Posted to user@hive.apache.org by Rathish A M <ra...@gmail.com> on 2014/11/03 16:24:55 UTC
help with hive -UDAF function - AggregationBuffer overwritten
Hi Team,
I am trying to create a parent child hierarchy using hive UDAF function
My Mapper output is coming as per expected.
But in reducer Merge function my AggregationBuffer object is over
written while calling ((LazyBinaryMap) ).getMap() function.This is
happening intermittently
Please let me know is it a technical limitation with hive UDAF function.
highlighted the issue steps :- (When The getMap function executes the
value of ((Components) agg).buffer is overwritten)
public void merge(AggregationBuffer agg, Object partial)
throws
HiveException {
Map<Text, List> map2 = ((Components) agg).buffer;
Map<Text, Object> map1 = getMap(partial); // ((LazyBinaryMap) ).getMap()

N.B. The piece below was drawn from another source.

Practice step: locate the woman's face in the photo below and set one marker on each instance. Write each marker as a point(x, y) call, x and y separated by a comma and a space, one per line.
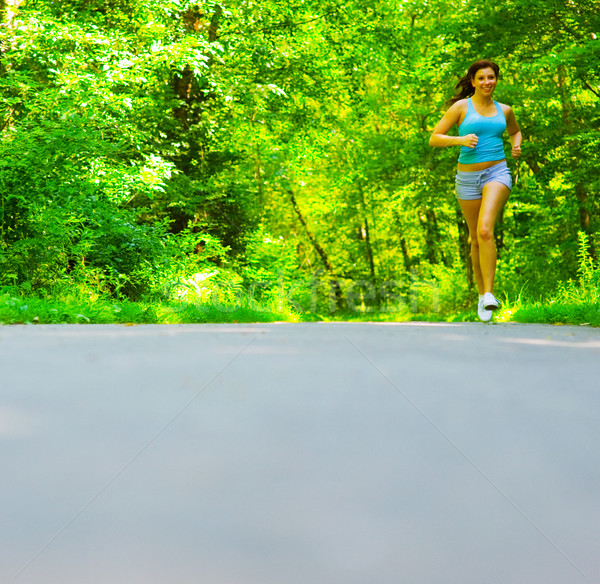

Set<Text> set1 = map1.keySet();
for (Text key1 : set1) {
if (map2.containsKey(key1)) {
addDistinct(map2.get(key1), getList(map1, key1));
} else {
map2.put(key1,
getList(map1, key1));
}
}
}
Steps to execute :
ADD JAR <JARNAME.jar>;
CREATE TEMPORARY FUNCTION pch as ‘pch_support';
select pch(empid, mgrid,empname,101) from employee;
Employee table:-
employee.empid employee.empname employee.mgrid employee.designation
101 Browne 0 CEO
102 Steve 101 Development Manager
103 Nicole 101 QA Manager
104 Brian 101 Architect
105 John 102 SSE
106 Suzan 102 SE
107 Dave 102 Test Manager
108 Allen 103 Functional Tester
109 Marry 103 Performance Tester
110 Patty 103 Acceptance Tester
111 Caroline 107 Integration Tester
112 Peggy 107 Regression Tester
113 Albert 107 Stress tester
show create table employee;
OK
createtab_stmt
CREATE EXTERNAL TABLE `employee`(
`empid` int,
`empname` string,
`mgrid` int,
`designation` string)
ROW FORMAT DELIMITED
FIELDS TERMINATED BY ','
STORED AS INPUTFORMAT
'org.apache.hadoop.mapred.TextInputFormat'
OUTPUTFORMAT
'org.apache.hadoop.hive.ql.io.HiveIgnoreKeyTextOutputFormat'
LOCATION
'maprfs:/poc/employee'
TBLPROPERTIES (
'transient_lastDdlTime'='1412051068')
Thanks & Regards,
Rathish A M